Virginia’s high-occupancy toll (HOT) lanes continue to expand in the Interstate 95 corridor.
Construction began last week along a 10-mile stretch of I-95 in northern Virginia, where Transurban is extending the reversible 95 Express Lanes from Route 610 to Route 17 near Fredericksburg. The $565-million project will deliver another milestone in the state’s vision to create a network of more than 90 miles of HOT lanes in Northern Virginia by 2022.
The project is one of several projects in a $1 billion deal the state announced earlier this year. As part of the deal, Transurban has also agreed to build a new reversible ramp—a $50-million project—connecting the 95 Express Lanes at Opitz Boulevard to enhance access to the popular Potomac Mills shopping center. And the Virginia Department of Transportation will build and maintain a new southbound auxiliary lane, a $30-million project, on I-95 in Woodbridge to address a traffic bottleneck at the Occoquan Bridge.
Officials say the Fredericksburg extension will increase lane capacity—by 66% in the peak direction—along one of the most congested stretches of I-95. When the lanes open in late 2022, carpoolers will be allowed to ride free. Solo drivers can use the lanes if they choose to pay. Even those who choose not to pay can benefit, proponents say, because having more people in the toll lanes should help relieve congestion in the general lanes.
The construction over the next three years will create additional traffic headaches for drivers in the corridor. Construction activity will pick up in coming weeks and months as crews move from installing work zone signs and concrete barriers to building the actual express lanes. There will be lane closures along the 10-mile work zone from the vicinity of Exit 143, Route 610, to Exit 133, Route 17 in Stafford County. Additional work is expected near Exit 148, at the Quantico Marine Corps Base exit, where a new Express Lanes access will be added as part of the project.
“Drivers should be alert to construction vehicles entering and exiting the I-95 median at construction access points in the work zone, and they will observe clearing of trees and brush in the median and grading,” VDOT spokeswoman Kelly Hannon said. “We ask drivers to help us keep travelers and our construction crews safe this summer by wearing their seat belt, obeying the speed limit, and limiting distractions as they travel through the work zone.”
Transurban President Jennifer Aument said the project will ensure that Virginians have a better commute. More than 100,000 carpool and bus commuters use the 95 and 495 network of express lanes, she said, and the extension will extend the express lanes option to carpoolers in the Fredericksburg area.
“This really builds on what has been a very successful network along I-95 and 495 for a number of years,” Aument said. She said Fredericksburg area drivers who encounter long queues lining up on 95 south of the existing express lanes will experience “immediate relief.”

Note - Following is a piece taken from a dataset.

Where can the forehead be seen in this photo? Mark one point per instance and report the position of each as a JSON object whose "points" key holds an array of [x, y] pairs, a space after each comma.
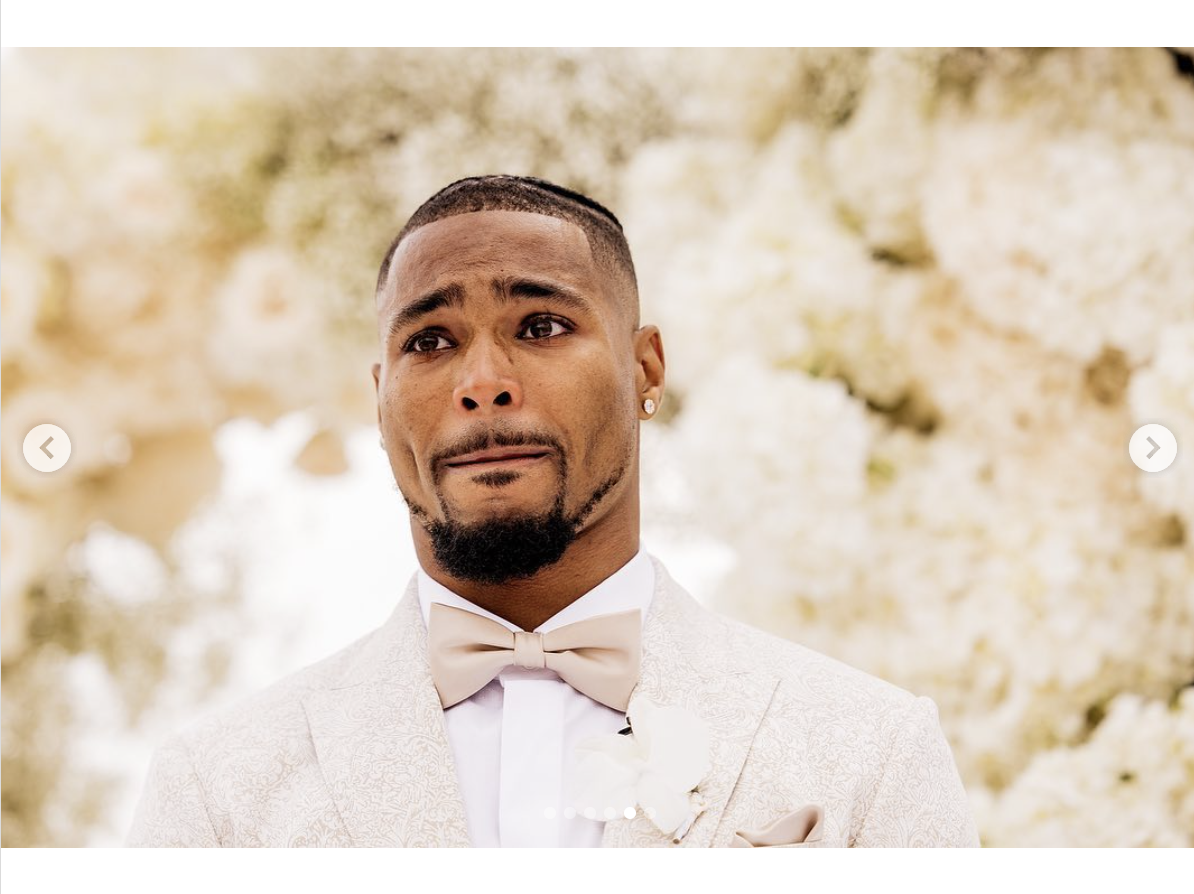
{"points": [[498, 242]]}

The congestion created when the express lanes end and traffic merges into the general travel lanes will move 10 miles south, and is likely to continue to be a choke point for those continuing the trip south. Aument said her company is working from operations and design perspectives to ease that hot spot.
In the I-95/395 corridor alone, there will be 50 miles of toll lanes from the Washington line to Fredericksburg, including an 8-mile stretch of Interstate 395 that is being converted from HOV lanes into toll lanes. That project is expected to open this year.
Transurban also operates the 495 Express Lanes and is working on an 3-mile extension to the American Legion Bridge. Virginia manages and operates 10 miles of HOT lanes on Interstate 66, inside the Beltway. Nearly 23 more miles of express lanes are under construction on I-66.
All HOT lane users need an E-ZPass. A portion of the revenue will help fund highway improvements and transit.